At this time we intend to develop three separate dictionary implementations: a hash table with chaining using arrays of linked lists, a binary search tree and a 2-3-4 tree, with the hash table run using several different hashing functions. For each, our report will include the following:
- Description of the search algorithm for each implementation
- Steps of each search algorithm, in pseudocode
- Binary Search Tree
- 2-3-4 Tree
- Hash Table with simple hash function
- Hash Table with cryptographic hash function
- Explanation of the testing methods used for each
- Three sets of key/value test data
- 50,000 English words / definitions (string/string)
- ~1000 GPS coordinates / location names (tuple/string)
- 1,000,000 Random strings / random strings (string/string)
- For each set
- Insert data in random order
- Perform 1000 searches
- Re-insert data in random order and repeat
- Types of keys to use as search parameters in each test set
- Random strings
- Words from English texts
- Words from foreign-language texts
- GPS coordinates from list of known locations
- Randomly generated GPS coordinates
- All tests run on at least two different computers to account for hardware and operating system differences
- Three sets of key/value test data
- Results of those tests
- Means and medians for wall clock time and operation counts for each data structure
- Means and medians for the above for each type of input data
- Graphs of relative efficiency of each implementation on data of varying sizes
- Analysis of those results (esp. with regard to complexity theory):
- Which data structure was most efficient for searching?

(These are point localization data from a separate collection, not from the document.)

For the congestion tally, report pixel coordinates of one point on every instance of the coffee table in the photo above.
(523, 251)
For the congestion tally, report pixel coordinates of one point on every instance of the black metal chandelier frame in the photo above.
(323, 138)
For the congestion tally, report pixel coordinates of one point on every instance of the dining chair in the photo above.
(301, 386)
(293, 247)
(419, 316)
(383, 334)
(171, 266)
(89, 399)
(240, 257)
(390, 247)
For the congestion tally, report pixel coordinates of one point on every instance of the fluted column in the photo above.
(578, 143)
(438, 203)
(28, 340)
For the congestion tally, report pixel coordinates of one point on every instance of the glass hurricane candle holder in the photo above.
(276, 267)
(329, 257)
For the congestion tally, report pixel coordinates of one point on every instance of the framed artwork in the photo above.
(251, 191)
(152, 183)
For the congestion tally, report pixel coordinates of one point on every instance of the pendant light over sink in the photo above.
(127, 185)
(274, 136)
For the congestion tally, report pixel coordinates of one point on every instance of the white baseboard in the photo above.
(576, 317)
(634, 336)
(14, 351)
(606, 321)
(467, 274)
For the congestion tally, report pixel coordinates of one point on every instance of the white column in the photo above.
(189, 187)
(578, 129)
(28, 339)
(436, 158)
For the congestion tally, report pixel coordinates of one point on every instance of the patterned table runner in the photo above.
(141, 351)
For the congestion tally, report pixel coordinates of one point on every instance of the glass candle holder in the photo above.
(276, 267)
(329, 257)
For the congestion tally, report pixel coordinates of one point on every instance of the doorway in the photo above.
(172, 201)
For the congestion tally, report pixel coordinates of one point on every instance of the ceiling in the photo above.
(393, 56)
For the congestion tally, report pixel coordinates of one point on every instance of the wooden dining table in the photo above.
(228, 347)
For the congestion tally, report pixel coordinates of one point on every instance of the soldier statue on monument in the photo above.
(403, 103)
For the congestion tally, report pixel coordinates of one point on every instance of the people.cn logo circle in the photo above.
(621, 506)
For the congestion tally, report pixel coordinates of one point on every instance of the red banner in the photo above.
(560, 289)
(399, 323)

- How much of an effect did the input data types have?
- How much of an effect did the query types have?
- How long did searches typically take?
- What was the efficiency class of each data structure?

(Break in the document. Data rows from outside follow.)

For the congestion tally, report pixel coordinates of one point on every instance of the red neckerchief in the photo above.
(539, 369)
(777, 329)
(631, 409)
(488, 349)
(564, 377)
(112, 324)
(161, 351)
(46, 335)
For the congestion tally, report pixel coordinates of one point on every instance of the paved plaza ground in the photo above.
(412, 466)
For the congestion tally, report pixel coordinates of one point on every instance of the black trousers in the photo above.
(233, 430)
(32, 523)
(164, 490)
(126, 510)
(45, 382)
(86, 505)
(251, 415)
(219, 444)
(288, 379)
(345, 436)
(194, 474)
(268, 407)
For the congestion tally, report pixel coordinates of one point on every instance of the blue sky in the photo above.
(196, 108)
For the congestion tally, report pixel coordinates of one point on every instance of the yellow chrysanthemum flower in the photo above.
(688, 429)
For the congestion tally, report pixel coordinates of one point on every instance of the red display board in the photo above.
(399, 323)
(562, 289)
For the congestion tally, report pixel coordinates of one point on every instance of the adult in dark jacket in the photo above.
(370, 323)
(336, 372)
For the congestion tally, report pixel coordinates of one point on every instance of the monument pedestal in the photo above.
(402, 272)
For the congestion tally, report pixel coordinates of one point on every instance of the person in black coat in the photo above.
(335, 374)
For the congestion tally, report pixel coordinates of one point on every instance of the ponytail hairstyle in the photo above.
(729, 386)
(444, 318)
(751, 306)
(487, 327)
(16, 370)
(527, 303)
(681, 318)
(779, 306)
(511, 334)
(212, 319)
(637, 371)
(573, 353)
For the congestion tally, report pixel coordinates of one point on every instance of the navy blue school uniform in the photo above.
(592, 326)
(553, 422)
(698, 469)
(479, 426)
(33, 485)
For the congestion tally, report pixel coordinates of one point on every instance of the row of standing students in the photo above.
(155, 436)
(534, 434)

- What further insights and conclusions were reached from this assignment?
Below is a proposed schedule for the time remaining in the course:
####Week 1 (Feb. 16 – 21):
- Set up source control and IDEs
- Plan, and begin writing code for hash table implementation
- Outline tests and methods of generating test data
- Begin collecting/generating test data
####Week 2 (Feb. 22 – 28):
- Finish coding and debug hash table
- Develop and run tests for the hash table
- Plan other two implementations
####Week 3 (Mar. 1 – 7):
- Write and debug code for trees
- Develop and run tests for trees
- Validate results of all tests
####Week 4 (Mar. 8 – 13):
- Collect and analyze test results
- Create graphs to present results for the final report
- Write and submit analysis
It is our intention to work together on the planning and design of each implementation, as well as on the test cases and data generation methods. The coding of the dictionaries themselves will be divided among team members, with code reviews to be performed by the others once a stable build has been developed. Collection and analysis of our results will be an ongoing endeavor, with contributions to a tracked data store on completion of each test run. All team members will run all tests on their own machines in order to track potential effects of hardware. The final paper submission will be created by the group as a whole during one or multiple face-to-face sessions.